Daily News Stuff 16 April 2021

How Much For Just The Propaganda Engine Edition

Top Story

  • Twitter's board unanimously adopted a poison pill measure against the takeover bid that could save the company.  (WCCFTech)

    We had to destroy Twitter in order to destroy it.


  • Twitter will never be a platform for "Free Speech".  (ZDNet)

    I was about to discard this item as trash, but then read a little further, and it is a fairly sound libertarian tirade against centralised social media in general:
    As with all other social media platforms, including Facebook, Snapchat, Instagram, Pinterest, LinkedIn and Tik Tok, the structure of Twitter prohibits free speech.

    ...

    Like all who participate in social media, Elon Musk participates in the illusion that he has an identity online. For all intents and purposes, "Elon Musk" does not exist any more than any other entity. It is a name attached to a series of text snippets residing in a database constantly sorted and sifted by a platform owner at their sole discretion.

    People who have no identity have no "speech" because they are merely fulfilling the will of the platform.
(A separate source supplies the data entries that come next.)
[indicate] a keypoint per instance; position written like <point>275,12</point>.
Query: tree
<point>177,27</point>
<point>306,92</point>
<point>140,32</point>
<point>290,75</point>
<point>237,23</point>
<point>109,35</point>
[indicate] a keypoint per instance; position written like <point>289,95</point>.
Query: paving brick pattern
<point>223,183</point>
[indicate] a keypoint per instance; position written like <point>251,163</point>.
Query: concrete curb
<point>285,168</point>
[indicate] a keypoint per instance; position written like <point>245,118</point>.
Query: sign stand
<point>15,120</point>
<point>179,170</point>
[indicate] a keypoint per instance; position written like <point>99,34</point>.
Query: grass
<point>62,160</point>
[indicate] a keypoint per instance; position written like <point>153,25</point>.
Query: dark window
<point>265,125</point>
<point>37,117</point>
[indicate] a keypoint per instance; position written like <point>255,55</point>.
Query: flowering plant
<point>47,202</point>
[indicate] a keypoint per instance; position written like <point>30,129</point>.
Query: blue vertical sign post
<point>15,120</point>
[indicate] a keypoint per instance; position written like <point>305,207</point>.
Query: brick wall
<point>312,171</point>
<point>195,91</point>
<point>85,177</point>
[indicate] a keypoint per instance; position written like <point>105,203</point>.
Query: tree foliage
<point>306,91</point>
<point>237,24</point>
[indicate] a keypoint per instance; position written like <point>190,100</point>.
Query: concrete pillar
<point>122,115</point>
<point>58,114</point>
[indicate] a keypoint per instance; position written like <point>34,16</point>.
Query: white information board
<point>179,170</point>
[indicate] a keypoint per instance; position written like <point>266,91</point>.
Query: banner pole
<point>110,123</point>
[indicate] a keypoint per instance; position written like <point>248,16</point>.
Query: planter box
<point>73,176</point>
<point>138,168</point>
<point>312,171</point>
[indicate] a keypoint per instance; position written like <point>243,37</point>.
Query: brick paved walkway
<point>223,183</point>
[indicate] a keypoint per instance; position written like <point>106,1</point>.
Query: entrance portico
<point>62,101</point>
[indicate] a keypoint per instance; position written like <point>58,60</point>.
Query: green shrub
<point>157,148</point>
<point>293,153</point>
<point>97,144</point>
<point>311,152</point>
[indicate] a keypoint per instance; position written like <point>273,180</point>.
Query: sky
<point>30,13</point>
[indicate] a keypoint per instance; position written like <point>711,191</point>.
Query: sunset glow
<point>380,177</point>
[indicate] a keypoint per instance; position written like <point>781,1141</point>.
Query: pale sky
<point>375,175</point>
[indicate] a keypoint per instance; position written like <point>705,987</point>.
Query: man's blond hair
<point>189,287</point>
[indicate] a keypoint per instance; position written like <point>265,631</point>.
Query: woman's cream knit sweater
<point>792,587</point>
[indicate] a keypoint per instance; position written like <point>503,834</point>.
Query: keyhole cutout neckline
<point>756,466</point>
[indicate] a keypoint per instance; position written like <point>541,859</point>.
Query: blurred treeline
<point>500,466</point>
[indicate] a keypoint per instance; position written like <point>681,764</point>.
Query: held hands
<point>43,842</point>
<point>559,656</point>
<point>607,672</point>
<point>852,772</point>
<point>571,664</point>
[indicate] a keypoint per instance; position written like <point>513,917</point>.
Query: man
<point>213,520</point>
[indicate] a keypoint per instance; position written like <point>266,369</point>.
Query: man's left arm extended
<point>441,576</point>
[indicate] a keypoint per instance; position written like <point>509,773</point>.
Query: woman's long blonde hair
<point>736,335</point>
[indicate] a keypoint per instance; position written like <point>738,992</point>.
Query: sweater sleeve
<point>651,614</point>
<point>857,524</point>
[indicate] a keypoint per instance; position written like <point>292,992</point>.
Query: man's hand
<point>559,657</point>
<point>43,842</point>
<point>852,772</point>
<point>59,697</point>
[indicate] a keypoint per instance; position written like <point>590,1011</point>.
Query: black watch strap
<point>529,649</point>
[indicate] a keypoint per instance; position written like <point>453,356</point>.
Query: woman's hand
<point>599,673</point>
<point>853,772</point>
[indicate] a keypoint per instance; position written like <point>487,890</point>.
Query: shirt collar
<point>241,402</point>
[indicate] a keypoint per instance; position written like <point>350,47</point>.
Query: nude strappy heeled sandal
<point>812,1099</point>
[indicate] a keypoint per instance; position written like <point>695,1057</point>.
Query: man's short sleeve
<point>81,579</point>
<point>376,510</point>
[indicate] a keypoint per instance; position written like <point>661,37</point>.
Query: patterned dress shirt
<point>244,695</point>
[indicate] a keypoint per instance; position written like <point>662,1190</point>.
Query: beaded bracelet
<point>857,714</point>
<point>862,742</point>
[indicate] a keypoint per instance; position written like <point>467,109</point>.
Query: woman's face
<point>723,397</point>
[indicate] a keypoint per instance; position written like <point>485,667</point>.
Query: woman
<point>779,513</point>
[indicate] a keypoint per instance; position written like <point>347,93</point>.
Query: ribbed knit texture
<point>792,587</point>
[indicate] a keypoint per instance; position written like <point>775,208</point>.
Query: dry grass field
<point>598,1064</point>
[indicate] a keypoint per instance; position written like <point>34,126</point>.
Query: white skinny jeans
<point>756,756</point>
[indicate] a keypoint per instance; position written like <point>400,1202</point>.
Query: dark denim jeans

Because they have no speech, the notion of "free" speech is irrelevant.
    The error here is the notion that because the war cannot be won, that the battle is not worth fighting.

    Why would you turn down $43 billion in cash?

    Because it's not about the money.  It's about control.


Tech News

  • What happened at Atlassian?  Two things, neither one good.  (The Register)

    Intending to deactivate a single app, they deactivated the entire cluster.
    And intending merely to deactivate that app, they instead ran a secure erase procedure for regulatory compliance.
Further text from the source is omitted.